A novel DNA biosensor for the ultrasensitive detection of DNA methyltransferase activity based on a high-density "hot spot" SERS substrate and rolling circle amplification strategy.

Abstract

Herein, we proposed a novel biosensor based on a high-density "hot spot" Au@SiO2 array substrate and rolling circle amplification (RCA) strategy for the ultrasensitive detection of CpG methyltransferase (M.SssI) activity. In the presence of M.SssI, the RCA process can be triggered, causing the augmentation of the single-stranded DNA (ssDNA) at the tail of the double-stranded DNA (dsDNA), and the ssDNA can be hybridized with numerous DNA probes labeled with Raman reporters in the next steps.
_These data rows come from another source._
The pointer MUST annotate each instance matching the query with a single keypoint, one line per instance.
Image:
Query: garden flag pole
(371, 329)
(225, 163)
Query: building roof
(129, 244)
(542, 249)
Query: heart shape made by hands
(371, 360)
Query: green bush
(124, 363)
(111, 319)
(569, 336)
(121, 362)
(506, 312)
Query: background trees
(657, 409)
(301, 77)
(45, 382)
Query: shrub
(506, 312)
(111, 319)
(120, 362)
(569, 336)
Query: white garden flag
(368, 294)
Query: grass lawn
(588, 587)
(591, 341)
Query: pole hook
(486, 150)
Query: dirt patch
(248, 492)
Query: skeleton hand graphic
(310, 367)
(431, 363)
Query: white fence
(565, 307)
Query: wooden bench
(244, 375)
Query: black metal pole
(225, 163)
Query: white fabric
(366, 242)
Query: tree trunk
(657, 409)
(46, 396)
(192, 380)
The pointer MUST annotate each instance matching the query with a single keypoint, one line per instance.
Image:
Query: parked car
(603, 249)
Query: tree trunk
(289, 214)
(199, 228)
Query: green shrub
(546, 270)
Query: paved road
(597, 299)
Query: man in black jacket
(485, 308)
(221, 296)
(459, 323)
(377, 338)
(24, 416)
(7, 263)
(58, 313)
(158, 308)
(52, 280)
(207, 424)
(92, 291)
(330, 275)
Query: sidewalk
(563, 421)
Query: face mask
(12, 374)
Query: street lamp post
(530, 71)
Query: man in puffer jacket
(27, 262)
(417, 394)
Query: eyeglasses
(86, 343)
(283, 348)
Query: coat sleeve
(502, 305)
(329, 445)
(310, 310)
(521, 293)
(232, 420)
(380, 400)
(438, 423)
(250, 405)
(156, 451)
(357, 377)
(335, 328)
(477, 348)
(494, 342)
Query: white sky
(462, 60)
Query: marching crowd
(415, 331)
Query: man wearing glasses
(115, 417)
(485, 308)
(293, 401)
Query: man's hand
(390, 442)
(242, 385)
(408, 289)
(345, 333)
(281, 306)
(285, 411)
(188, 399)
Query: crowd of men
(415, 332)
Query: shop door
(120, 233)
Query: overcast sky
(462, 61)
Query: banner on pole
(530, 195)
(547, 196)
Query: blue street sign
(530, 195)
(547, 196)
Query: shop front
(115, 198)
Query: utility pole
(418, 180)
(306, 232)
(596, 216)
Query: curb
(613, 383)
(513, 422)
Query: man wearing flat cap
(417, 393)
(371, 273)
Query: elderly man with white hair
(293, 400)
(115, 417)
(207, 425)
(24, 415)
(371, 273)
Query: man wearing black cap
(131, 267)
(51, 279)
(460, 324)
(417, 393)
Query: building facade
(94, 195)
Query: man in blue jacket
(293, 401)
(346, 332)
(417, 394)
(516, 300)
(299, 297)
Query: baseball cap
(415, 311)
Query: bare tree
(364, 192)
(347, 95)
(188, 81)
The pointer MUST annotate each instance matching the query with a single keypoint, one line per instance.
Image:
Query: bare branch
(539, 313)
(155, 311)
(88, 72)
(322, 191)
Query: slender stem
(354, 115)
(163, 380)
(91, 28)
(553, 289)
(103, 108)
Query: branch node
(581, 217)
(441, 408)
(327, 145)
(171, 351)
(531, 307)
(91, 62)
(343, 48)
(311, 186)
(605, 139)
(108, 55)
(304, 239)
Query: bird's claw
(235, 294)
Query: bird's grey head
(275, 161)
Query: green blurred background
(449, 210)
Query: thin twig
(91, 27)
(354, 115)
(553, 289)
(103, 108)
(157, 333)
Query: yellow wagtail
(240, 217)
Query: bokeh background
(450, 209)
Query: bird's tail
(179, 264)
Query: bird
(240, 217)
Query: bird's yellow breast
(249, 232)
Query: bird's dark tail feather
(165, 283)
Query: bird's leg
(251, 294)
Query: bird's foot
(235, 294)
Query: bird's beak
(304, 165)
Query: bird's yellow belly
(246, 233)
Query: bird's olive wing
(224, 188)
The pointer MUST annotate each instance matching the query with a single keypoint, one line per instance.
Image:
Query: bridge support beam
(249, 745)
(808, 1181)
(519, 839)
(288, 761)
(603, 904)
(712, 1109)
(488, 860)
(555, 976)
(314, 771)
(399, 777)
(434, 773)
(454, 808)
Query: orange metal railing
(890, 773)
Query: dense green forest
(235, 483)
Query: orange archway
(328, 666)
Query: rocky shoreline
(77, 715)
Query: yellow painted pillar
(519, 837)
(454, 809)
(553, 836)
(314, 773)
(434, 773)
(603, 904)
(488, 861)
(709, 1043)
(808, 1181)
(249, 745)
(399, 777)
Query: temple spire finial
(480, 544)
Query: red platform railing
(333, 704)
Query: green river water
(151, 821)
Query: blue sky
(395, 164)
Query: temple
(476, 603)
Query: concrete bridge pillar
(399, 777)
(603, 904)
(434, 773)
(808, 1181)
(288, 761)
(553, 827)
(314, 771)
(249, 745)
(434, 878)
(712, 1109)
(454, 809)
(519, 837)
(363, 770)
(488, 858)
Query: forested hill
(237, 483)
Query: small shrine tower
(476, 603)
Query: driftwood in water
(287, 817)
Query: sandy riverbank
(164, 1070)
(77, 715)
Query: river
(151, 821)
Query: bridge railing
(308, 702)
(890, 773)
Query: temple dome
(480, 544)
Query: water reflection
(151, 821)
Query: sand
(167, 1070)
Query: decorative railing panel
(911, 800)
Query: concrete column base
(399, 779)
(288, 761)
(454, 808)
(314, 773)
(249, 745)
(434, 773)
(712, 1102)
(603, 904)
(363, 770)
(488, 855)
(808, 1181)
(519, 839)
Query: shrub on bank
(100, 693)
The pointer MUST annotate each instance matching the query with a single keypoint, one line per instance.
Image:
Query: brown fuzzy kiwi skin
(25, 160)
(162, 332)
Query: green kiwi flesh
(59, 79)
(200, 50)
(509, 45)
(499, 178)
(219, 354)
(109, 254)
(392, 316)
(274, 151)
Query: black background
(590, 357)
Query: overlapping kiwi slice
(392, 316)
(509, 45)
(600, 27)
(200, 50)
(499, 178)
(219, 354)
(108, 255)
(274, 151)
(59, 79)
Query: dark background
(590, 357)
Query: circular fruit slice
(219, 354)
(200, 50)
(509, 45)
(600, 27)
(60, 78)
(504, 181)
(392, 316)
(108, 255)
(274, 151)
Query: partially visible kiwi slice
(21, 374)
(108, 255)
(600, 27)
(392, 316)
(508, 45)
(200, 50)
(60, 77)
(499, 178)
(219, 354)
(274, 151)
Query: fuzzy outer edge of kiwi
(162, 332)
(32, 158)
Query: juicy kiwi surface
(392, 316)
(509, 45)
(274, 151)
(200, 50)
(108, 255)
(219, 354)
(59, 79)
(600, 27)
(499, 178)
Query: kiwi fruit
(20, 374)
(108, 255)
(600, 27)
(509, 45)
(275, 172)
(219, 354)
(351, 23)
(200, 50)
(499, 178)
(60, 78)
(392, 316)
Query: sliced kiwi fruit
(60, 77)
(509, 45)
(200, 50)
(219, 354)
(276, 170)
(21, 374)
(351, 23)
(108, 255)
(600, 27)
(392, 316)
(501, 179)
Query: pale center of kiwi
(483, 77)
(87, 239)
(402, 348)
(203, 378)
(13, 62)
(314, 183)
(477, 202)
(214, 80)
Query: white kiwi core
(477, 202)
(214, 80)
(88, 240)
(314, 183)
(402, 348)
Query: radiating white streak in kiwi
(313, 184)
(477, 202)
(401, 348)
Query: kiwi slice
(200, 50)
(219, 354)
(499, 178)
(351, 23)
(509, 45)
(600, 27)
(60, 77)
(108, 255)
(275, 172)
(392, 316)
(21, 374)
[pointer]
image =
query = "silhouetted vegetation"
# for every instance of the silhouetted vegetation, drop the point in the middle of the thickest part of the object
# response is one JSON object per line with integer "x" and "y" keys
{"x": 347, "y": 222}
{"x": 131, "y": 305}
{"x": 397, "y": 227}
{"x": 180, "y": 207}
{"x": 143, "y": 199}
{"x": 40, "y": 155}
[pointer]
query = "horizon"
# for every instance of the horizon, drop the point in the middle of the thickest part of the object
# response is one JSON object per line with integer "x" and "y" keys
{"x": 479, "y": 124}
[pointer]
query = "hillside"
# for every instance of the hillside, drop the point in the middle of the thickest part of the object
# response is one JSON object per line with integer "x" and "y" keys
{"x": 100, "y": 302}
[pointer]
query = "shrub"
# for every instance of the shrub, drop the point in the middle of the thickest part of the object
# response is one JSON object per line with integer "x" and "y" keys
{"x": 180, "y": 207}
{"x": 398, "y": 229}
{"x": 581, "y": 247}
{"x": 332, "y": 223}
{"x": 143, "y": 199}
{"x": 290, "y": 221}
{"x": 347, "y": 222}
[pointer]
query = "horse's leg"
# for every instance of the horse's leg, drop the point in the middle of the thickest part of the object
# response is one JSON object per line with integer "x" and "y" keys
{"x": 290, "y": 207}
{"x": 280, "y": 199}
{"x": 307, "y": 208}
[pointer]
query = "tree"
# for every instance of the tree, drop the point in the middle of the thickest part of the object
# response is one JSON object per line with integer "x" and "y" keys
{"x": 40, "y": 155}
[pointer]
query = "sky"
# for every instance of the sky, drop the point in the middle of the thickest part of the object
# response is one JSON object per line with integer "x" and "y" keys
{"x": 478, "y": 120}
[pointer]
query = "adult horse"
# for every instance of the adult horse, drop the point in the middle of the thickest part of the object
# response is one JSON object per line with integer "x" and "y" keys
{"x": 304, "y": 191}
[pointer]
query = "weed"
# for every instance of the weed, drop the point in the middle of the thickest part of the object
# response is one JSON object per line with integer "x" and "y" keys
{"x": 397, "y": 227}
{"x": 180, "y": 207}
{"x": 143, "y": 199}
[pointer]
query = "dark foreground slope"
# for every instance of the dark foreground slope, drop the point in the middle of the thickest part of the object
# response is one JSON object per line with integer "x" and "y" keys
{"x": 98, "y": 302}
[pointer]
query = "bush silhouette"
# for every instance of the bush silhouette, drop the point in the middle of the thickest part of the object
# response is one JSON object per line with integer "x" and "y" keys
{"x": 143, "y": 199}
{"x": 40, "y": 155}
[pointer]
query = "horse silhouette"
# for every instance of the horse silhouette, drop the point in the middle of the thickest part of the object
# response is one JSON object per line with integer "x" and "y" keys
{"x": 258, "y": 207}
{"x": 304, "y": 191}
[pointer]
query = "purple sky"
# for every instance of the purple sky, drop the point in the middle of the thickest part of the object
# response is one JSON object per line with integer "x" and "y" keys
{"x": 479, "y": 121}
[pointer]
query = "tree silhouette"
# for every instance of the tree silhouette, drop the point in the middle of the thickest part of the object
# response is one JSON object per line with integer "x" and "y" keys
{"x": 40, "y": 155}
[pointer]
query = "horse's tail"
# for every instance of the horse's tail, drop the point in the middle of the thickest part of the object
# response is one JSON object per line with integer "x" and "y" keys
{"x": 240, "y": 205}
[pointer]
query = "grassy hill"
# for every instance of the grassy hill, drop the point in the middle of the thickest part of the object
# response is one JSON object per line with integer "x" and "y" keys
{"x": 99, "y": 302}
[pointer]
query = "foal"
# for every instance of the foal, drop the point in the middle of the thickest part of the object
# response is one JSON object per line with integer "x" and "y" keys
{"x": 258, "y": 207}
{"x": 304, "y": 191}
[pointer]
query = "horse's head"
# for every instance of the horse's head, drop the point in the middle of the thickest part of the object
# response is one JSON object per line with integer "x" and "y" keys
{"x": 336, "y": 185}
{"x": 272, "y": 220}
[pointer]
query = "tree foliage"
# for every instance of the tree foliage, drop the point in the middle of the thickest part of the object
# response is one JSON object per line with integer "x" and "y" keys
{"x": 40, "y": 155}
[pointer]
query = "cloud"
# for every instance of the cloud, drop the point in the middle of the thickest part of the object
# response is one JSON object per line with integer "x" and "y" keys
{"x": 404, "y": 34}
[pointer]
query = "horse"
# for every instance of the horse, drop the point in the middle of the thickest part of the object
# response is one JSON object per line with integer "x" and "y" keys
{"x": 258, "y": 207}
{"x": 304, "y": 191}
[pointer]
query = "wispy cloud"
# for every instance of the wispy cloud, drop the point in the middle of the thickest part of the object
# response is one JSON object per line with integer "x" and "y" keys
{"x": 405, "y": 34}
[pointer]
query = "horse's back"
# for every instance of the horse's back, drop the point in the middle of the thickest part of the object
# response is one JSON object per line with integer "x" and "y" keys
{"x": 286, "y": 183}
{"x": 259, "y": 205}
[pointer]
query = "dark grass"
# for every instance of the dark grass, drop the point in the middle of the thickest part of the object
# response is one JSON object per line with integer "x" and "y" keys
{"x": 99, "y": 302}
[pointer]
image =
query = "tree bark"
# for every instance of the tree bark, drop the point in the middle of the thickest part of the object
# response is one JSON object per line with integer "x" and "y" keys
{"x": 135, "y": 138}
Afterwards, the resultant ssDNA can be modified to the Au@SiO2 array substrate with the SERS enhancement factor of 7.49 × 106. The substrate was synthesized by using a monolayer SiO2 array to pick up the Au nanoparticle (AuNP) array and finite-difference time-domain (FDTD) simulation showed its excellent SERS effect. Particularly, the developed biosensor displayed a significant sensitivity with a broad detection range covering from 0.005 to 50 U mL-1, and the limits of detection (LODs) in PBS buffer and human serum were 2.37 × 10-4 U mL-1 and 2.51 × 10-4 U mL-1, respectively. Finally, in order to verify the feasibility of its clinical application, the serum samples of healthy subjects and breast cancer, prostate cancer, gastric cancer and cervical cancer patients were analyzed, and the reliability of the results was also confirmed by western blot (WB) experiments. Taking advantage of these merits, the proposed biosensor can be a very promising alternative tool for the detection of M.SssI activity, which is of vital importance in the early detection and prevention of tumors.